Do all CUDA runtime kernels call cuLaunchKernel( or cuLaunchKernel_ptsz and so on) directly or indirectly?

I want to know “Do all CUDA runtime kernels call cuLaunchKernel( or cuLaunchKernel_ptsz and so on) directly or indirectly?” Expecting your answers.

The exact API has varied over time, but yes, when you use this syntax:

my_kernel<<<...>>>(...); 

to launch a kernel, the nvcc compiler will generally translate that non-standard C++ code into a sequence of one or more library calls, one of which is cudaLaunchKernel or similar variant for the runtime API, and the runtime API may under the hood invoke the driver API, and cuLaunchKernel is a driver API variant in this family of kernel launch APIs.
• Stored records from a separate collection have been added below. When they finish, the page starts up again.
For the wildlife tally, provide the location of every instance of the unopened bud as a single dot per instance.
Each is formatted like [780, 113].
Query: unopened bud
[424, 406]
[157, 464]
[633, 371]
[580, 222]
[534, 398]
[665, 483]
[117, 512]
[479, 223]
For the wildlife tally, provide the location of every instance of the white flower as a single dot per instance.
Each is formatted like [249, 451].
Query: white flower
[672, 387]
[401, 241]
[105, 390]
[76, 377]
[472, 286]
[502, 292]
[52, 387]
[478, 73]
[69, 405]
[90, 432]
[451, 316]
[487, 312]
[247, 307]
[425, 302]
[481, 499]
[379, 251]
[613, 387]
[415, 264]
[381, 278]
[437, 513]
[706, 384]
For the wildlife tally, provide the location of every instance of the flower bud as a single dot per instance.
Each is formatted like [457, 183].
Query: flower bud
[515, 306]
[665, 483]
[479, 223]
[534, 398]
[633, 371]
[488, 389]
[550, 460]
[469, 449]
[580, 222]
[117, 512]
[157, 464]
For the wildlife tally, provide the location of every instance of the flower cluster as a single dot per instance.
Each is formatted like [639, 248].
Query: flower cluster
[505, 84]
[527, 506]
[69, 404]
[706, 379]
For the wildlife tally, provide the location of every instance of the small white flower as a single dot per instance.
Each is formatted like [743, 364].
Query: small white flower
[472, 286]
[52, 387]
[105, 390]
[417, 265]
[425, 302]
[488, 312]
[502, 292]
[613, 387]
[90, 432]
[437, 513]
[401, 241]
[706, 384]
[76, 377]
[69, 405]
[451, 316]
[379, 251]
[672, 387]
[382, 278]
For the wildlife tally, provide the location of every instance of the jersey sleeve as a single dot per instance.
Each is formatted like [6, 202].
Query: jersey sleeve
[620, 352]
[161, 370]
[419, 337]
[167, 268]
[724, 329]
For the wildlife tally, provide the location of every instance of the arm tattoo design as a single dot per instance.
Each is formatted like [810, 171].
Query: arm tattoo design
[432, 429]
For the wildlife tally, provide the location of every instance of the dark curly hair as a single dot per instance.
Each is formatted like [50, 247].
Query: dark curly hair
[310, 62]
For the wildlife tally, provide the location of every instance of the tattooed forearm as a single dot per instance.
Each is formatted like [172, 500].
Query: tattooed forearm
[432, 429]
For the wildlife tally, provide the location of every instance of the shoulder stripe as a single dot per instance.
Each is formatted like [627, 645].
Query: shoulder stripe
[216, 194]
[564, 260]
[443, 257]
The exact specifics (exact API/function names) as well as exact mechanism (whether and how the runtime API makes use of the driver API) have varied over time, i.e. from one CUDA version to the next, and there is no guarantee that there won’t be variation in the future. None of this is specified; it is considered an implementation detail; so applications or functionality that depend on these specfics may break from one CUDA version to the next, without prior notice.

1 Like

Thanks for your detailed response, Robert. Further, given a model training or inference Python script written by Pytorch or Tensorflow, we know the backends of these frameworks will call runtime API e.g. cublasGemm from certain advanced libraries, such as libcudnn.so, libcublas.so, libcufft.so and so on. Due to closed sources, I am not sure whether these libraries’ APIs call detailed kernels in this syntax, i.e. my_kernel<<<…>>>(…); Can you clarify it? Thanks very much.

No, sorry, I can’t release internal details of closed source library code.